LANDSLIDENET: ADAPTIVE VISION FOUNDATION MODEL FOR LANDSLIDE SEGMENTATION

IEEE International Geoscience and Remote Sensing Symposium (2024)

Talks
Deep leanring
Author

Junchuan Yu

Published

July 16, 2024

Poster

Motivation

Segment Anything Model (SAM) is a vision foundation model trained on more than 10 million images. It possesses zero-shot semantic segmentation capabilities and demonstrates strong performance in both natural and medical image segmentation scenarios. This suggests that SAM has powerful feature extraction capabilities. However, our tests revealed that SAM struggles with recognizing landslides, especially when the target features are similar to the background, regardless of whether prompt information is provided. Typically, transfer learning is employed to optimize the model. A common approach is to augment the original dataset with landslide samples and retrain SAM. This method results in a model with a large number of parameters, which is often prohibitive for most researchers.
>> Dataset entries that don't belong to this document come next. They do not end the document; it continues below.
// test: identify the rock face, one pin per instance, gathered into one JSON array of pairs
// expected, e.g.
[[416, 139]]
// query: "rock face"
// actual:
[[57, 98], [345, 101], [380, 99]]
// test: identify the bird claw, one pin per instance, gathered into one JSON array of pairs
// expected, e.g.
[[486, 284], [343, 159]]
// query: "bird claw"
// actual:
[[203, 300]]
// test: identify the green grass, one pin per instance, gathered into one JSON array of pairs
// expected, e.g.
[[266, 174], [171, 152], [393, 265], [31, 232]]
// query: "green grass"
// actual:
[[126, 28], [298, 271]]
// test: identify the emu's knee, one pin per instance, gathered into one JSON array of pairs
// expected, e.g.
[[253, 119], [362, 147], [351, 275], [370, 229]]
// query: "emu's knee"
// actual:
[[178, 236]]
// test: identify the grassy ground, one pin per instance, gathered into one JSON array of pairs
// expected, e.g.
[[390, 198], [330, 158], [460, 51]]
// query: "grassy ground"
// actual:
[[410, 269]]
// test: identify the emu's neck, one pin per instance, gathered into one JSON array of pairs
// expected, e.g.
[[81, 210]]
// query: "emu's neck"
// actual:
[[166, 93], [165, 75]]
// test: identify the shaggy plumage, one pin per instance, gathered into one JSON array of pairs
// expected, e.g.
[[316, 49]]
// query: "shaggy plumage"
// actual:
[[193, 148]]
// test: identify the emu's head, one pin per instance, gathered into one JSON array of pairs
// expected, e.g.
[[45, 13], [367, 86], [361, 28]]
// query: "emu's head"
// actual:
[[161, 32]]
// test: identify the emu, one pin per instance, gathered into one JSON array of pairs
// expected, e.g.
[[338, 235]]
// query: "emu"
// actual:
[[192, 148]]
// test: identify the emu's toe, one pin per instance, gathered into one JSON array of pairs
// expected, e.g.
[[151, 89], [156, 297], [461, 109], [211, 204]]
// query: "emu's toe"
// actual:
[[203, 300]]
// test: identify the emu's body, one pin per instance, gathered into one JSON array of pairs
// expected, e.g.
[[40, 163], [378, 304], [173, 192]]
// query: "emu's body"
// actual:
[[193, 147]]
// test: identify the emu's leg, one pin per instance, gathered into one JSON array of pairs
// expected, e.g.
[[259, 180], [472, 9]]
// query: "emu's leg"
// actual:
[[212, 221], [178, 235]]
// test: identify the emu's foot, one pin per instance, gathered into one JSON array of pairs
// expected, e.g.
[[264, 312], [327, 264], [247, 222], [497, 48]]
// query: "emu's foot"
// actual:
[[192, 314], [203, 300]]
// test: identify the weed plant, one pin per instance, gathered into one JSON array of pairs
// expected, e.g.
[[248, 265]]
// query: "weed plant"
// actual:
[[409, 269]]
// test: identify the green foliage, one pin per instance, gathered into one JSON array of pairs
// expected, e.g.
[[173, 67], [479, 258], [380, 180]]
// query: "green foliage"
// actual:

Another approach is to train only the last layer of the model while keeping all other parameters frozen. This method has limited effectiveness in improving recognition accuracy since it does not alter the feature extraction capabilities of the model’s encoder and is more susceptible to overfitting.

Solution

The method we employ involves adding a trainable tuning layer to the encoder to enhance the model’s feature extraction capabilities for landslides. The results indicate that LandslideNet achieves better recognition accuracy compared to other well-known semantic segmentation models. Additionally, LandslideNet has the fewest trainable parameters among the other models, which means that this method can be used to transfer vision foundation models to specific application scenarios with just a single GPU card. Enabling everyone to train large models is the greatest contribution of this method.
Furthermore, we discovered that this novel transfer learning method is not only applicable to landslide recognition but also to the recognition of damaged buildings, InSAR surface deformation features, and more. Consequently, there are numerous potential avenues for exploration based on this approach, such as dynamic model optimization.